Course: CS176C — Advanced Topics in Internet Computing, Spring 2026
Instructor: Arpit Gupta, UC Santa Barbara
Date: April 2, 2026
Slides: Deployed slide deck
Pre-requisite: L1 (Welcome & Course Overview)
Five protocols, five different designs — why?
Last lecture, you loaded a web page. Five protocols fired in sequence: DHCP obtained an IP address from a server, ARP resolved the router’s MAC address, DNS resolved google.com to an IP, TCP established a reliable connection, and HTTP fetched the page content. These five protocols share a network, share a purpose (move data from here to there), and yet their internal architectures look nothing alike. DHCP and DNS use centralized or hierarchical coordination; ARP and TCP do not. The difference is not historical accident — it is forced by structural constraints.
This observation is the question the entire lecture answers. Lecture 1 showed a table with four rows — State, Time, Coordination, Interface — and TCP’s answers to each. Today the goal is to learn the tool that generates those answers for any system.
The tool from Lecture 1 — now we learn to use it
Lecture 1’s teaser table gave TCP’s invariant answers:
| Invariant | Question | TCP’s answer |
|---|---|---|
| Interface | What’s exposed, what’s hidden? | Socket API above, IP datagrams below |
| Coordination | Who decides — and why? | Distributed — each sender alone |
| State | What does it believe? Is that correct? | cwnd, SRTT — inferred from ACKs |
| Time | When are decisions made — and how? | Event-driven (ACKs) + inferred timers (RTO) |
Those were the answers. The question now is why each answer is forced — and how to generate answers for any system.
The dependency chain starts from the binding constraint. For TCP, the binding constraint is Interface (IP’s unreliable datagrams). That shapes Coordination, which shapes State, which shapes Time. For other systems, the chain may start from a different invariant. WiFi’s binding constraint is the shared medium (physics forces Coordination first). Video streaming’s binding constraint is human perception (Time first). The starting point depends on the system. The tool is universal.
Interface: what did TCP inherit?
The Interface invariant asks: what’s exposed, what’s hidden — and can it ever change?

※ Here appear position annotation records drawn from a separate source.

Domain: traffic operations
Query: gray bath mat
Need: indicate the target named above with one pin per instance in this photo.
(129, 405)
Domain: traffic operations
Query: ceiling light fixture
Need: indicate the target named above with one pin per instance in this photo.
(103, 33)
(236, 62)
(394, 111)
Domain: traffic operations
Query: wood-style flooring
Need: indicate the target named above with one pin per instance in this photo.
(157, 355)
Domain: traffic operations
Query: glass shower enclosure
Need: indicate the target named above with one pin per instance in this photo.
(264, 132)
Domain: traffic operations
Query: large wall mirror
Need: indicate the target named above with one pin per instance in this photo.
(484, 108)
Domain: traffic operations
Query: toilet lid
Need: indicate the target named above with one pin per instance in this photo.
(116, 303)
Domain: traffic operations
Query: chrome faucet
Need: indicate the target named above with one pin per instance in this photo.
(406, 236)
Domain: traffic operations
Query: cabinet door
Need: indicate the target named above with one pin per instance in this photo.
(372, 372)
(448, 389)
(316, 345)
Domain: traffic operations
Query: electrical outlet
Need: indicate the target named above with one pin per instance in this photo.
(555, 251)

TCP sits between two interfaces it did not choose. Below it lies IP’s contract: best-effort datagrams — unreliable, unordered, no guarantees [1]. IP deliberately hides reliability from the network layer. TCP must therefore provide reliability because IP chose to hide it. Above TCP sits the socket API: connect(), send(), recv() — unchanged since 1983, forty-three years of frozen interface [2]. Applications depend on this contract. TCP cannot change its own API without breaking everything above it. QUIC had to tunnel through UDP to escape this ossification [3].
Interface is the most permanent invariant. IP’s choice forced TCP to exist. TCP’s API froze its evolution.
Coordination: why is TCP on its own?
The Coordination invariant asks: who decides — and what constraint forced that choice?
Given IP’s interface, could a central server schedule all TCP flows — tell each sender exactly how fast to send? Three constraints prohibit it. First, no single entity controls the Internet: thousands of autonomous systems operate under different ownership, creating administrative decentralization [4]. Second, billions of flows require microsecond decisions — no server can keep up with that scale. Third, trust: who gets authority over your bandwidth? Would you accept a server in another country throttling your connection?
TCP must be distributed: each endpoint runs independently, making its own decisions with only local information. This is not a design preference — it is forced by the constraints [4].
The consequence: each endpoint needs its own machine
Because TCP is distributed, each endpoint runs its own finite state machine (FSM):
CLOSED → SYN_SENT → ESTABLISHED → FIN_WAIT → CLOSED
The FSM makes every decision: whether to send data, how much, whether to retransmit, when to give up, how to tear down [2]. No coordinator tells TCP what to do — the FSM reacts to local events (ACK arrived, data ready, timeout fired) using only its own internal state. Coordination dictated the FSM design: if TCP were centralized, endpoints would not need their own state machines; a controller would decide for them.
The FSM is not a separate concept from coordination. It is a consequence of distributed coordination. This link is critical — students who learn State and Coordination separately miss it.
State: what must the FSM track?
The State invariant asks: what does the system believe? Is that belief correct?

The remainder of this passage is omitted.